Airman, May, 2004 by Chuck Roberts

When Maj. Clyde Beattie was 10, he attended an air show in Jacksonville, Fla., where the Air Force Thunderbirds and the Navy Blue Angels demonstration teams performed. From where he stood in a cordoned area with fellow spectators, he gazed in admiration at the pilots standing before him and said to himself, "I want to be on the other side of the rope. I want to be one of those guys."

He became both of them--sort of--and during his Air Force career he continued to cross traditional lines. In 1997, then-Captain Beattie (above) was the first of a handful of Air Force pilots who merged with Navy aviators to fly the EA-6B Prowler when the Air Force stopped flying the EF-111 Raven for the airborne radar jamming mission. Soon after, he found himself shot off the end of the USS Constellation, ending his exhilarating sortie 30 minutes later by returning to the narrow 300-foot deck lined with aircraft. He remembers hitting the deck hard and the relief of feeling the Prowler's tail hook catch the arresting cable. The aircraft came to a halt, but not until it stretched far enough to allow him to peer over the bow of the ship at the sea below.

"That was the most exciting thing I've ever done in my Air Force time," said Major Beattie before his F-117A Nighthawk fini-flight at Holloman Air Force Base, N.M., in February (left).

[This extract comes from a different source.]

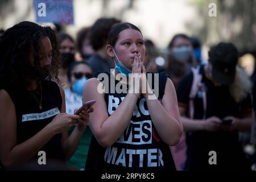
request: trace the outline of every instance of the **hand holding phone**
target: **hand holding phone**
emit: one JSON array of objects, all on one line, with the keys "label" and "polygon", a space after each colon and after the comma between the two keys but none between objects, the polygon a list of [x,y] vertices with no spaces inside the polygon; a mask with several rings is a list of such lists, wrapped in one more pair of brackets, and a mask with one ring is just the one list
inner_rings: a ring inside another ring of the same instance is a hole
[{"label": "hand holding phone", "polygon": [[85,104],[84,104],[82,105],[82,106],[79,109],[79,110],[77,110],[76,111],[76,113],[75,113],[75,115],[79,115],[79,113],[81,113],[81,111],[84,109],[85,110],[86,110],[88,109],[89,109],[90,107],[91,107],[93,104],[94,104],[94,103],[96,102],[96,100],[92,100],[92,101],[87,101],[86,102],[85,102]]}]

Such career changes have been the norm for Major Beattie. He was an engineer with Pratt & Whitney before joining the Air Force, where his first job was as a parachute qualified forward air controller with the Army's 82nd Airborne Division. He's currently working in the advanced avionics and weapons section for the Air Force Operational Test and Evaluation Center at Eglin Air Force Base, Fla., where his wife, Sandy, and two daughters, Jenniefer and Fiona, live near grandparents.